David looks back at a dangerous age in new book

Local author invites llanblogger to review his latest novel

David Ebsworth has produced a new all-action novel which manages to deliver a fascinating history lesson into the bargain.
Despite the rising popularity of books with a military history theme, works about the Spanish Civil War of the late 1930s are still not all that common.

And consequently our knowledge of this episode of blood-letting which presaged the Second World War tends to be perhaps a little sparse.
But Until the Curtain Falls by Ebsworth, who already has a handful of historical fiction novels covering periods from the Dark Ages to the Zulu War to his credit, goes a long way to correct this imbalance.


* Author David Ebsworth.
While displaying all the nail-biting drama and plot twists of a classic spy or detective story, it also tells us much about the epic battle of fascism v socialism which is its backcloth.
The book is actually a sequel to the author’s earlier novel, The Assassin’s Mark, which placed left-wing journalist Jack Telford right in the heart of the conflict leading to the rise to power of the dictator Franco who went on to rule Spain with an iron hand until his death in 1975.
In the first novel Telford finds himself in plenty of trouble when a press facility trip to the war-torn country designed to show Franco’s Nationalists in the best possible light takes some seriously sinister turns.

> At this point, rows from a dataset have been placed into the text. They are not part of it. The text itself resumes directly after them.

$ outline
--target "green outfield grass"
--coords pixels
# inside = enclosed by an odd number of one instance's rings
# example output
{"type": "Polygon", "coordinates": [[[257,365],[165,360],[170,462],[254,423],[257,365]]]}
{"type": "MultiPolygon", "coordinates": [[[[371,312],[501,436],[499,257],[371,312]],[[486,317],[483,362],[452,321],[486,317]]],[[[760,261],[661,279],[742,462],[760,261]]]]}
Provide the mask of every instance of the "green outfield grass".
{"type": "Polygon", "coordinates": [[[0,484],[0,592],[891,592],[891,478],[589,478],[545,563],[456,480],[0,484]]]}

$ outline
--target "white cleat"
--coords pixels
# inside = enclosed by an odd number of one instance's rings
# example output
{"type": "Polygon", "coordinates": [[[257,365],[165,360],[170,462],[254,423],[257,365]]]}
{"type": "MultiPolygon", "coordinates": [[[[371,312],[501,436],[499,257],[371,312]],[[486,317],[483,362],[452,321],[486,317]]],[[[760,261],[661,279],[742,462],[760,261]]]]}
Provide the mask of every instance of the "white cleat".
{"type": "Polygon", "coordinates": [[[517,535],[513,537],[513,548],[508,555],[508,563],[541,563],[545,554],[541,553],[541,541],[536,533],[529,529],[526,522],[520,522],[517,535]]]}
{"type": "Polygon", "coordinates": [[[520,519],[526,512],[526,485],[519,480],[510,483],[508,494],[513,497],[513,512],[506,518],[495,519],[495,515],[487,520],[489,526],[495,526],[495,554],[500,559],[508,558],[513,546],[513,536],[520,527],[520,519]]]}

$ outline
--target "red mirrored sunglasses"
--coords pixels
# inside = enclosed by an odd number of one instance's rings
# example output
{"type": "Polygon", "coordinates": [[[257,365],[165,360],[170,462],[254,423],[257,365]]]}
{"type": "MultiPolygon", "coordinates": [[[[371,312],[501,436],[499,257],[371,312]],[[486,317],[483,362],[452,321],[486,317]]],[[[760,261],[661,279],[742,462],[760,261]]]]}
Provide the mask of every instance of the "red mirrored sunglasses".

Until the Curtain Falls, set in the closing stage of the war in the autumn of 1938,  takes the plot on from there and places Telford in some even more perilous predicaments.
But he’s no plastic James Bond figure and doesn’t always manage to escape unscathed. Although Telford must at times turn into a killer it’s a reluctant one and in one stomach-churning episode in which he is tortured by a fascist henchman he ends up with a life-changing injury.

The plot roars its way across a Spain where both the landscape and the people are  deeply scarred by civil war – always the most wounding of conflicts – and, thanks to some meticulous research, every step of the way the detail against which Ebsworth sets the action is little short of superb, right down to the correct-for-the-period price of the tickets when Telford spends a night at the theatre.
Every key character is magnificently drawn and the dialogue entirely believable.    

The book pulls no punches either when it comes to its references to Britain’s less than glorious influence on the war which was a dress rehearsal for the much larger conflict destined to erupt in September 1939.
In every sense this book is a cracking read and also an absorbing backward glance at a very dangerous age.